Dr Siva Namasivayam, an anaesthetist from Whanganui, New Zealand, has worked with Médecins Sans Frontières (MSF) in places including Iraq, Yemen and Nigeria. He shares what keeps him coming back after nine assignments.
What led you to apply to work with MSF?
Like any normal person in this world, I was impacted by the suffering I saw that many people globally have to endure, either from conflict or inevitable natural disasters. With that came the frustration that not enough was being done. I had the skills and the experience to help, medically at least, but I had to find a way to utilise them. That is when I came across the great work being done by MSF and decided that it was time to walk the talk.
“I have this mantra: when someone’s life gets better, so does mine.”
You’ve now done nine field assignments – is there one that stands out for you?
I was sent on assignment to Mosul, Iraq, in 2017. Around that time there was a sense of joy and relief about the hope for the population that the conflict would be over, but in reality, the problems were still present. People continued to be hurt or killed. Even on the day of the Muslim Eid festival, it happened: among the victims of multiple car bombs who I saw arriving at our hospital that day were children, injured or killed, in their bright, colourful, new clothes.
As an anaesthetist in Mosul, I worked with the surgical team on both planned and emergency surgeries. The day would start early with ward rounds alongside the surgeons. Then I would move to the operating theatres, where I would administer anaesthesia or supervise the Iraqi anaesthetic doctors. In all contexts where I’ve worked, work hours are long – especially if we are dealing with emergencies, which were common in Iraq.
In 2015 I worked with MSF in Jahun, Nigeria, where we were providing maternity care including emergency obstetrics and newborn care. Many of our patients arrived at the hospital severely unwell and in the late stages of pregnancy, meaning most women had complications that put themselves and their unborn babies at risk. As anaesthetist, I worked to manage these complications pre- and post-delivery, and provide safe anaesthesia in the case of surgery. I also managed patients who required extensive surgery to repair vesico-vaginal fistulas. A fistula is a hole between the bladder and vagina or bowel and vagina, which can have many causes including obstructed labour.
What have you found most challenging, and most rewarding, about your role with MSF?

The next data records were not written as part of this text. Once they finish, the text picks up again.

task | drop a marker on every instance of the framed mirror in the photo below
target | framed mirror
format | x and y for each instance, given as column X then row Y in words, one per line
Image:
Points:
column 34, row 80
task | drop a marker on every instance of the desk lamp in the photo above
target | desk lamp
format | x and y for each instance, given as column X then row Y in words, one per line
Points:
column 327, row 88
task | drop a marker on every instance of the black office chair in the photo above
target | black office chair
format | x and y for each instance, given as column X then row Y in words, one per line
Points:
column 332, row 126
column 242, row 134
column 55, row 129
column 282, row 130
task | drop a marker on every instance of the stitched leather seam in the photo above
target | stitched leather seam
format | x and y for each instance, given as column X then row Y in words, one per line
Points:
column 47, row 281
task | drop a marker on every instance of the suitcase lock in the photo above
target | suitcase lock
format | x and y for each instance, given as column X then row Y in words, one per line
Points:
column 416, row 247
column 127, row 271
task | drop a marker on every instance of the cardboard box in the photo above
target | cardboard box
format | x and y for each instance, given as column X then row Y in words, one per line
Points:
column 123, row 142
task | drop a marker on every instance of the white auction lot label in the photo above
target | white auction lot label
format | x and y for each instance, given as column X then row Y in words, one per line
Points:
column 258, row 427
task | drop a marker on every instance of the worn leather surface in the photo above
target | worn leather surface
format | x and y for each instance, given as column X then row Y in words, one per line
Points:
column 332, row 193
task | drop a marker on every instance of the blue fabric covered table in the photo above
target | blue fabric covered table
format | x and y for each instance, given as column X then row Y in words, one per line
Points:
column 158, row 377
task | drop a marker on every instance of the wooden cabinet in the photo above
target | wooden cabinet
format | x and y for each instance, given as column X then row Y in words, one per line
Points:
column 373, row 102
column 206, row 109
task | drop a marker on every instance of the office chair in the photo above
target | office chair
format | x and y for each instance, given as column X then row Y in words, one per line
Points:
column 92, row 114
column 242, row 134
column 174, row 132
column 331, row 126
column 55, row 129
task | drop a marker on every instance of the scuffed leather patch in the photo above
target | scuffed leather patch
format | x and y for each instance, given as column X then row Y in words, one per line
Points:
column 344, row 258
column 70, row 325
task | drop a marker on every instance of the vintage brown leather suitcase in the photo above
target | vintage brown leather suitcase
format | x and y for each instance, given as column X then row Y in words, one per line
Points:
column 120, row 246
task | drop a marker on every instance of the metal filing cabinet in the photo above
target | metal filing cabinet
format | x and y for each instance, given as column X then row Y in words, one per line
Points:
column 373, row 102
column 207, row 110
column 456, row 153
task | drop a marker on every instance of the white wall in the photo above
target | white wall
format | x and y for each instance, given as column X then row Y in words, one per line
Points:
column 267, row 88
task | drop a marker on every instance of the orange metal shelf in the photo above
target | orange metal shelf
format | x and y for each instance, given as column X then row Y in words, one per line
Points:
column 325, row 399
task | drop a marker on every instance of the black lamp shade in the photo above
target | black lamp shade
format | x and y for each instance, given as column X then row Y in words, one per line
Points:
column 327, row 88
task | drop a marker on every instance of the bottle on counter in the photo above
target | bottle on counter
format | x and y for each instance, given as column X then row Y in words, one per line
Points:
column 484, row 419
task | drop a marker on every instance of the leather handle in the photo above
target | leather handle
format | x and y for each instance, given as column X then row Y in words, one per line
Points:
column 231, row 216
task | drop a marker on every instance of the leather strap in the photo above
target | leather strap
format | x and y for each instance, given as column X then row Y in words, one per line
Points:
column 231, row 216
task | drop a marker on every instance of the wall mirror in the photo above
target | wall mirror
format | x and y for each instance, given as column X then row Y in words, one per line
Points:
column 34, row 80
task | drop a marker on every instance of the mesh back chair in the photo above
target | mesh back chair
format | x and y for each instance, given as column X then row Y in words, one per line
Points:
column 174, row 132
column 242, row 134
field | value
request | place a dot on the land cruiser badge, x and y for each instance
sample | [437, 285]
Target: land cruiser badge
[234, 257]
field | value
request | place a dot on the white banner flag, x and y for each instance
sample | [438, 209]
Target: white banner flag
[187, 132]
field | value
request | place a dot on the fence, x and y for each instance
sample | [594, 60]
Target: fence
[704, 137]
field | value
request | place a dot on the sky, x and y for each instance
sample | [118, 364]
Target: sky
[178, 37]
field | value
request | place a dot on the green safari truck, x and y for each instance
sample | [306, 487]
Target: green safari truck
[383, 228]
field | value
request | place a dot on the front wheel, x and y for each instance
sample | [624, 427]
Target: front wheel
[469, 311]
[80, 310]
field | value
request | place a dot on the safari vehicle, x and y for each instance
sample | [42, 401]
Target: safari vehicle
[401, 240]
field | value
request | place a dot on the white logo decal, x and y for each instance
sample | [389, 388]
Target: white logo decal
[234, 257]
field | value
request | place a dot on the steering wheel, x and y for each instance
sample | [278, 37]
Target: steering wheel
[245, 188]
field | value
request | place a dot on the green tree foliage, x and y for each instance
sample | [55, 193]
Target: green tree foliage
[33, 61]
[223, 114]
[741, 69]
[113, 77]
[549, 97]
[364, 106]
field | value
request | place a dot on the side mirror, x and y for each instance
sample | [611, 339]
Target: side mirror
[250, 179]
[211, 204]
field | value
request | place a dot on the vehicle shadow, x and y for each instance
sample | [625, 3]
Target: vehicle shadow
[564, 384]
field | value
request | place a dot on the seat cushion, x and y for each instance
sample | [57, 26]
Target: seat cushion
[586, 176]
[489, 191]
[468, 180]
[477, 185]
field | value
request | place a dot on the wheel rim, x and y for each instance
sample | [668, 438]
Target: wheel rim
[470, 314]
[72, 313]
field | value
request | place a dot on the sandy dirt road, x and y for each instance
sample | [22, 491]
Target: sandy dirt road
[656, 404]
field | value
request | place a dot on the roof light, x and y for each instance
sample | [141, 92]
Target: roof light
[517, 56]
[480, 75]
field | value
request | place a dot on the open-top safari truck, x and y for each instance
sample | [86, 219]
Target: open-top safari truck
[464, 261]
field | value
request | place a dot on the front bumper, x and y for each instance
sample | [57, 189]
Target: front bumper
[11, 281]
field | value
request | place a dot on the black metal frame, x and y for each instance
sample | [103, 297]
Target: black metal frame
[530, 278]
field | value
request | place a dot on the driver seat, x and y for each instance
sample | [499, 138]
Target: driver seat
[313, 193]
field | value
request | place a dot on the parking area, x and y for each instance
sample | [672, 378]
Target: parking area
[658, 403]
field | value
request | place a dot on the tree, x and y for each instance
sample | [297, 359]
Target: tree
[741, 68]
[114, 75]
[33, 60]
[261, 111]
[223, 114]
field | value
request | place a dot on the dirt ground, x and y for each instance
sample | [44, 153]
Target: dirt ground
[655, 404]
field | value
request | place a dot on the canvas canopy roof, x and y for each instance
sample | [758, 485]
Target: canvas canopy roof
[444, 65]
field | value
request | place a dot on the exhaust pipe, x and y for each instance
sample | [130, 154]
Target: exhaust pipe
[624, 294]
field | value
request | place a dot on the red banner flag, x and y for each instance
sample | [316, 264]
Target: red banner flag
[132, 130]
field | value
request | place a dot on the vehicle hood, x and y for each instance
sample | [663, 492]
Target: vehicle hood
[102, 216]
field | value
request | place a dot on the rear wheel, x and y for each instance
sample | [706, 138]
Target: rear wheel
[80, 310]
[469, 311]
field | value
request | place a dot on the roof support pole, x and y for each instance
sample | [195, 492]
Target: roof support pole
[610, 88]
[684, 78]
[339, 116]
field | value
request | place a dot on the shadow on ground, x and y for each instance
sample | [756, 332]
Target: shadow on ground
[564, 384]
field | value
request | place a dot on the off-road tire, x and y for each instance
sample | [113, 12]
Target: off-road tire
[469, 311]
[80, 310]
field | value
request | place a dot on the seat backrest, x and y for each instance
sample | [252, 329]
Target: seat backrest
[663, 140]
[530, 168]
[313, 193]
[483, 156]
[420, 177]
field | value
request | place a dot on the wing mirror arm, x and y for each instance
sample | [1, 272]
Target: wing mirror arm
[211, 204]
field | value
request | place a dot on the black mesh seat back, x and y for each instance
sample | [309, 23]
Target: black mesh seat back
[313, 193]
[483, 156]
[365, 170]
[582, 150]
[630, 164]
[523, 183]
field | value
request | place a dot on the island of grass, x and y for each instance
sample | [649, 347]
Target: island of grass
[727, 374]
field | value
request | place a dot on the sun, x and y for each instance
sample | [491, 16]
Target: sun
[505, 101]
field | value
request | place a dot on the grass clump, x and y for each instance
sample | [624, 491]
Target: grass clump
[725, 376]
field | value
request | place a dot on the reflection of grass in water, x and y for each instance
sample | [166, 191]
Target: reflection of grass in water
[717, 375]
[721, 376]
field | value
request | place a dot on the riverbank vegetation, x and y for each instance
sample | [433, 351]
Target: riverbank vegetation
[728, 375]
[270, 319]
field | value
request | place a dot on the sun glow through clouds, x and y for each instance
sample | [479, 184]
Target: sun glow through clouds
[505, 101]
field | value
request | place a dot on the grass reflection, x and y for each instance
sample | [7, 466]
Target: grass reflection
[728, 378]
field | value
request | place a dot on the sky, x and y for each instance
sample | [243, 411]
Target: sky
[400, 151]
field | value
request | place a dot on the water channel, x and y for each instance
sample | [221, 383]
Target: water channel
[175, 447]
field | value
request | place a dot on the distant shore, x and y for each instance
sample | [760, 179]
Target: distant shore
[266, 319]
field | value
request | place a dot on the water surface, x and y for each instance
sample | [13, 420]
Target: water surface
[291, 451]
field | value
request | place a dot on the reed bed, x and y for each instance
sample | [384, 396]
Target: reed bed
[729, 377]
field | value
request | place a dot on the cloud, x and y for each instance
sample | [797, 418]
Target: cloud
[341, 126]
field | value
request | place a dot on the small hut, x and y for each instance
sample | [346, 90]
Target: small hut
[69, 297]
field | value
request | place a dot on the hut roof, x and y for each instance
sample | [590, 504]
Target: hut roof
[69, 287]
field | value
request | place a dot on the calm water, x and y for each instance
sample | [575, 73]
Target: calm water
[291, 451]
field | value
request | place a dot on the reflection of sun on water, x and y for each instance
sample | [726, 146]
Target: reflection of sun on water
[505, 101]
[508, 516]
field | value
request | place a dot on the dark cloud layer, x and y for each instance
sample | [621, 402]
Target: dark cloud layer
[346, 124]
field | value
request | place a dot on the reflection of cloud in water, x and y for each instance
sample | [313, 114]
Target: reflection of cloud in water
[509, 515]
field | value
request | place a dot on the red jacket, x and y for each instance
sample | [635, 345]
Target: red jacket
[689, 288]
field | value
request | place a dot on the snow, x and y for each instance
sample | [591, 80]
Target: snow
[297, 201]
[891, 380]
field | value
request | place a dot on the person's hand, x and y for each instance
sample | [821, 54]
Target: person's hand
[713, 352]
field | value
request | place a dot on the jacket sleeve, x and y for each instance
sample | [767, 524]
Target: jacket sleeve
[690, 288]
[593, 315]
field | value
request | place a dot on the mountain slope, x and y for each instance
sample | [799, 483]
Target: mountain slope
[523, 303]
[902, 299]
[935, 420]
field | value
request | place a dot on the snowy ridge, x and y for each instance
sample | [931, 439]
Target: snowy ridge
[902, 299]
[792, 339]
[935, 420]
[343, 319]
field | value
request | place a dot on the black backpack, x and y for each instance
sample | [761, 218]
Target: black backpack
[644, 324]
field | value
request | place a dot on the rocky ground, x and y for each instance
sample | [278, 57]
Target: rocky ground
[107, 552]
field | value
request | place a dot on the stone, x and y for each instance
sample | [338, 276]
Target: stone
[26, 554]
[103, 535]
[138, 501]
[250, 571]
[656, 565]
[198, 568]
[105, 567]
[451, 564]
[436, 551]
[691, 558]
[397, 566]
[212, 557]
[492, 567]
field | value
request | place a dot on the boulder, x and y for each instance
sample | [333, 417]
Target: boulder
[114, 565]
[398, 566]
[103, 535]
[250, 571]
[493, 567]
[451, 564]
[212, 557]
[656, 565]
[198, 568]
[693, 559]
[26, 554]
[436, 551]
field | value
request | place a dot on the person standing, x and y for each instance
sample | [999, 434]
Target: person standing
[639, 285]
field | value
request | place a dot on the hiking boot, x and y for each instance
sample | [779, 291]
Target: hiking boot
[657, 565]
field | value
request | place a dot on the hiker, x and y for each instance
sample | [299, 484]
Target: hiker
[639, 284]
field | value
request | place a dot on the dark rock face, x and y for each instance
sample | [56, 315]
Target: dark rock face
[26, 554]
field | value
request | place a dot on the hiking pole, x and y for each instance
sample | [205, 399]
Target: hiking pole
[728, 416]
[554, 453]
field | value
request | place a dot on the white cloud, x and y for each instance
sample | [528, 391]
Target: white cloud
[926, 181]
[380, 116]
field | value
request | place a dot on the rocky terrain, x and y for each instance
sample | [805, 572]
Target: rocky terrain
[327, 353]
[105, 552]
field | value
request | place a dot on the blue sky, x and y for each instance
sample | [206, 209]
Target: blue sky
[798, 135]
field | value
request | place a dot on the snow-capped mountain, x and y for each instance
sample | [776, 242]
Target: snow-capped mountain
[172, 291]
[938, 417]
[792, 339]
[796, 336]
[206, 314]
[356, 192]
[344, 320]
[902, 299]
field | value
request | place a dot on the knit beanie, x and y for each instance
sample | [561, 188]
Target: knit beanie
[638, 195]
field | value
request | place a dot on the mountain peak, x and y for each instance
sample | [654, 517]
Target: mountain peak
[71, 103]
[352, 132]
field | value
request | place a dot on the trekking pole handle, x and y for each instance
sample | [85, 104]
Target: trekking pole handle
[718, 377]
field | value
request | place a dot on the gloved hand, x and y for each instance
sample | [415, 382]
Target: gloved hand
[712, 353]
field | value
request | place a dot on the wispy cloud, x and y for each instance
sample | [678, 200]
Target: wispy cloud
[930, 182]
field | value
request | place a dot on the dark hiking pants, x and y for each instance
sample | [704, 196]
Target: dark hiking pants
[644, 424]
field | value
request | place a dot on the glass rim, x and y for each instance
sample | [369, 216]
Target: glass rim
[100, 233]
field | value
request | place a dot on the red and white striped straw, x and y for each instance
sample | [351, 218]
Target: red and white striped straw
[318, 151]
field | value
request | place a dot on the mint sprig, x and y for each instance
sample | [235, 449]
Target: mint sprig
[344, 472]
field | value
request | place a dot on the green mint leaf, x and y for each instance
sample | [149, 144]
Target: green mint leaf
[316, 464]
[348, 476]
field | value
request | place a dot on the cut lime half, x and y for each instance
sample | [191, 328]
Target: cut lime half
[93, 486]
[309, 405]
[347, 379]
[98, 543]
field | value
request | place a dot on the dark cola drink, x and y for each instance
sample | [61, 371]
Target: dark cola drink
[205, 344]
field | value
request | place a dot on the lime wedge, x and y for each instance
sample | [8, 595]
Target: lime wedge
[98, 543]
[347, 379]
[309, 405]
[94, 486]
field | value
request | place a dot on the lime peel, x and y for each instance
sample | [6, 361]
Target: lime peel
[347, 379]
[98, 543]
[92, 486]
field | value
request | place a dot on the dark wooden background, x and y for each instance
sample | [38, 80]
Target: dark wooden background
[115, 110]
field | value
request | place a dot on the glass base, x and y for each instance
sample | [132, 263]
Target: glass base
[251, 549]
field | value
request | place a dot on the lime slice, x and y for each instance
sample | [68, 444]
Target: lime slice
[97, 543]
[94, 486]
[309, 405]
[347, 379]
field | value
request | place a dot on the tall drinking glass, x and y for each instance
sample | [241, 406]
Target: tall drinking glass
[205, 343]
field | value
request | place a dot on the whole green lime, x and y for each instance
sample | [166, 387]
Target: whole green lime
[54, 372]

Performing highly complicated surgery in low-resource contexts is always a challenge, as we are often working with limited equipment and local staff who haven’t had the opportunity to gain the same level of training as we do in New Zealand. Part of my role is to ensure that local staff are implementing the clinical guidelines, protocols and standard of care that MSF adopts worldwide. Working as a team is highly rewarding – I enjoy being able to share my knowledge and skills with the very enthusiastic and hardworking local doctors. Yet nothing beats the smiles on my patients’ faces.
“In Jahun, many of our patients arrived at the hospital severely unwell and in the late stages of pregnancy, meaning most women had complications that put themselves and their unborn babies at risk. As anaesthetist, I worked to manage these complications pre- and post-delivery, and provide safe anaesthesia in the case of surgery.”
How have your skills from previous jobs proved useful for your MSF career?
As an anaesthetist, it is not uncommon to face highly critical scenarios. Throughout my working life, I have found that an effective team approach will enable the best possible resolution. From my very first assignment in Yemen, I adopted this approach, with a strong focus on building good team relationships and cooperation. It has served me well throughout all my assignments.
What advice would you give other anaesthetists considering doing this sort of work?
Go for it. There is so much you can do and believe me, you will make a difference – maybe not to the big picture, but to the lives of individuals. I have this mantra: when someone’s life gets better, so does mine.